O filme é bom? É pavoroso! Exige paciência e um pouco de aceitação
da plateia a encontrar a lógica de tantas imagens estapafúrdias e diálogos entre
o ingênuo e o medíocre. Chega a constranger!
Mas ele não pode ser visto apenas assim, mesmo aqui em 2019,
preserva uma inestimável peça à discussão de gênero. Eu fiquei feliz com a
referência a ele no vídeo sobre filmes “com drags” do canal Tempero Drag que o
recomenda (confira a partir dos 8:25).
Tim Burton dirigiu uma brilhante cinebiografia sobre sua
vida de Ed Wood em 1994 e seus filmes
ganharam interesse popular a partir dali. Glen ou Glenda foi o primeiro dele a ser
distribuído em VHS no Brasil, mas com o passar do tempo arrefeceram como
qualquer piada.
O que a Rita Von Hunty, a dona do canal, sublima, deixando
bem claro que é não seu filme favorito ou que seja um bom filme, é que Glen ou
Glenda não é uma piada. É uma tentativa de se falar sobre identidade de gênero
ali, na primeira metade dos opressores 50’s, com a América apoiada em seu way
of life, quando, conforme a apresentadora, “homem é homem, mulher é mulher e
matem todo o resto”.
O lendário Ed Wood |
Em meio a isso (um tempo em que hoje as pessoas insistem em
achar que era dourado, mas era o oposto a isso) alguém teve a coragem de fazer
um filme dizendo que nem todo mundo se enquadra no papel do papai ou da mamãe.
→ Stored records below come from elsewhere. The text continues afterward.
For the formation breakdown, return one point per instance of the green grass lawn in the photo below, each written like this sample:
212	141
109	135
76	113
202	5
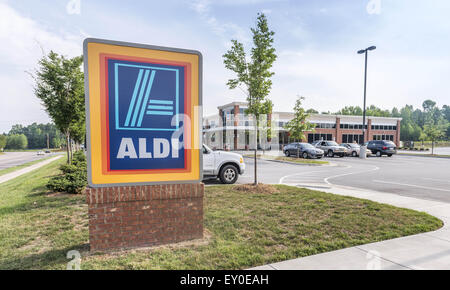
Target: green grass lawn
292	159
12	169
244	229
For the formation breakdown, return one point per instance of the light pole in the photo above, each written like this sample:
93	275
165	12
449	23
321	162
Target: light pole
365	88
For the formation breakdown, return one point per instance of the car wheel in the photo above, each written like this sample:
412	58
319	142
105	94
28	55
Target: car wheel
228	174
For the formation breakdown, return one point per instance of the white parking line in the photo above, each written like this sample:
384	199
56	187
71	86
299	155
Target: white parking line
346	174
411	185
440	180
308	172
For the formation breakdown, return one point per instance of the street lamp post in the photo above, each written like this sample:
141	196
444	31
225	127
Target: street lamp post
365	88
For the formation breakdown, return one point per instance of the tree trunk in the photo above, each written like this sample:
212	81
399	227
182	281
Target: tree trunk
256	152
67	147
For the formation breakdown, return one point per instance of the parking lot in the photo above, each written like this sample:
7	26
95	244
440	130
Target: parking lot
421	177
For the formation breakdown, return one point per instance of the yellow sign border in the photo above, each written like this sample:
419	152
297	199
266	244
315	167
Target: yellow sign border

Rita recomenda a todos os que estão estudando gênero e disposto a “entender,
desbravar ou qualquer coisa”.
Já falei de Ed Wood aqui neste blog muitas vezes, principalmente
por colocar no topo o filme de Tim Burton a seu respeito, e algumas
especificamente sobre Glen ou Glenda. Nele, Wood tentou aproveitar a história de Christine
Jorgensen que estava nos jornais da época por ser uma das primeiras mulheres
trans a se submeter à redesignação sexual.
Ed Wood como Glenda, em seu filme de estréia |
Como o diretor gostava de praticar o cross-dresser, aproveitou
também para protagonizar e incluir o tema em seu roteiro. Lembre das coisas fofas que Hollywood
fazia, das músicas doces que ouviam, tente encaixar ali no meio Glen ou
Glenda e veja quem estava sendo verdadeiramente relevante a seu tempo.
Em outro paralelo inevitável que faço, Ed Wood, “O idiota”,
lá em 1953 estava à frente até do Brasil de 2019. Ao contrário de nosso atual governo (e de boa parte da opinião popular), Ed Wood já sabia que meninas não precisam vestir rosa nem meninos se restringir ao azul.